The US Congress has sent data protection queries to Apple and Google parent Alphabet, in the latest sign that the political furore stirred up by Facebook’s Cambridge Analytica scandal could spread to other tech giants.
The House Committee on Energy and Commerce this week released letters sent to Apple chief Tim Cook and Alphabet head Larry Page asking for details on how the companies protect users’ privacy, with a number of the questions focusing on the two firms’ market-leading smartphone platforms.
The letters were signed by committee chair Greg Walden and the heads of three of the panel’s sub-committees.
Thus far, Apple and Google have avoided any direct fallout from the Cambridge Analytica row, which involved the now-defunct political consultancy allegedly misusing the personal details of 87 million Facebook users in the 2016 Trump campaign.
Apple’s Cook even contrasted his company’s practices with those of Facebook, a claim the House committee took a swipe at by noting that Apple freely allows software from the likes of Facebook and Google on its smartphones, even while highlighting those companies’ apps as “contradictory to Apple’s values”.
The questions make reference to recent press reports, including a claim by Quartz that Android phones sometimes track location even when users have expressly disabled it and a Wall Street Journal report that Google allows third-party developers to read users’ emails.
Some questions focus on offline data collection through location services, cell towers, Wi-Fi hotspots and Bluetooth connections.
“Considering that many consumers likely believe that a phone that lacks a SIM card, or one for which they have affirmatively disabled location services, Wi-Fi, or Bluetooth – such as through turning on ‘Airplane Mode’ – is not actively tracking them, this alleged behavior is troubling,” the letters read.
The letters also ask about digital assistants such as Apple’s Siri and whether they may sometimes listen to the surrounding environment and make recordings.

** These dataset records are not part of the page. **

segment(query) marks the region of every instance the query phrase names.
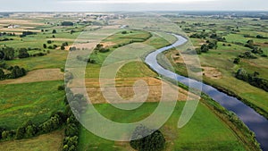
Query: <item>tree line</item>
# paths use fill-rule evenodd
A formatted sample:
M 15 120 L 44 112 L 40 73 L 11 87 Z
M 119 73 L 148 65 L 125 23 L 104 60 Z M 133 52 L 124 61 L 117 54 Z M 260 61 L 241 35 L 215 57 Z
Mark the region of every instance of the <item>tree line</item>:
M 60 86 L 58 89 L 63 90 L 64 87 Z M 29 120 L 16 130 L 7 130 L 6 128 L 0 127 L 0 139 L 13 140 L 29 138 L 56 130 L 64 126 L 65 136 L 63 138 L 63 151 L 77 150 L 79 128 L 80 126 L 77 118 L 80 117 L 80 113 L 85 111 L 87 101 L 83 95 L 75 95 L 70 88 L 66 88 L 66 95 L 71 97 L 71 101 L 69 103 L 67 96 L 65 96 L 63 100 L 65 104 L 64 111 L 52 113 L 50 118 L 39 125 Z

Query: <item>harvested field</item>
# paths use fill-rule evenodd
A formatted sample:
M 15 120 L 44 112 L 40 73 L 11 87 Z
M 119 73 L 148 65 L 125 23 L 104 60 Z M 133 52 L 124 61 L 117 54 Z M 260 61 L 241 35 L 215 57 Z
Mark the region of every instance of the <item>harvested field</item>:
M 214 80 L 219 80 L 222 78 L 222 72 L 215 68 L 202 67 L 202 69 L 204 70 L 203 75 L 205 75 L 207 78 L 214 79 Z
M 133 85 L 135 81 L 138 80 L 142 80 L 146 83 L 147 83 L 147 91 L 145 90 L 144 87 L 135 87 L 135 89 L 142 94 L 138 95 L 139 97 L 137 99 L 131 100 L 133 103 L 136 102 L 143 102 L 144 98 L 147 99 L 145 102 L 159 102 L 162 98 L 162 93 L 163 93 L 163 87 L 165 87 L 168 85 L 167 83 L 163 82 L 163 85 L 162 85 L 162 81 L 160 80 L 155 79 L 155 78 L 126 78 L 126 79 L 116 79 L 116 91 L 117 93 L 126 100 L 121 100 L 116 103 L 130 103 L 130 100 L 134 96 L 135 93 L 133 90 Z M 70 88 L 72 88 L 74 93 L 81 93 L 82 92 L 82 82 L 83 80 L 74 80 L 71 85 L 69 85 Z M 87 93 L 89 96 L 90 102 L 92 104 L 105 104 L 108 103 L 106 99 L 103 96 L 103 92 L 106 92 L 106 96 L 109 96 L 112 100 L 113 99 L 113 96 L 114 93 L 113 90 L 112 86 L 106 86 L 105 88 L 100 88 L 99 85 L 99 80 L 98 79 L 86 79 L 85 80 L 86 88 L 87 88 Z M 177 91 L 179 90 L 179 92 Z M 109 93 L 107 93 L 109 92 Z M 178 88 L 178 87 L 172 87 L 169 89 L 169 94 L 176 94 L 178 95 L 178 97 L 176 98 L 179 101 L 185 101 L 188 99 L 188 92 L 183 88 Z M 111 97 L 112 96 L 112 97 Z M 190 94 L 188 100 L 197 100 L 199 97 Z M 115 99 L 115 98 L 114 98 Z M 165 96 L 163 98 L 163 101 L 172 101 L 174 97 L 172 95 L 169 96 Z M 115 100 L 116 101 L 116 100 Z
M 60 69 L 40 69 L 29 71 L 26 76 L 16 80 L 5 80 L 0 84 L 30 83 L 38 81 L 63 80 L 63 73 Z

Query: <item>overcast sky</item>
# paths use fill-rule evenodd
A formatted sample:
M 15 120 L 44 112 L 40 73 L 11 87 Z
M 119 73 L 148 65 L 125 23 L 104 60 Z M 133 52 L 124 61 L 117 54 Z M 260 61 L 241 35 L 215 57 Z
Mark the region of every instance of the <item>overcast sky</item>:
M 1 0 L 0 12 L 268 11 L 268 0 Z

Other questions are more general, including asking how the firms ensure apps comply with developer guidelines and are not improperly acquiring users’ data, as Cambridge Analytica is alleged to have done.
The companies are asked to reply by 23 June.
Apple declined to comment, while Google said: “Protecting our users’ privacy and securing their information is of the utmost importance. We look forward to answering the committee’s questions.”
Data protection issues have taken on additional urgency with the introduction in late May of the General Data Protection Regulation (GDPR), which gives regulators the power to impose large fines for improper collection and processing of user data.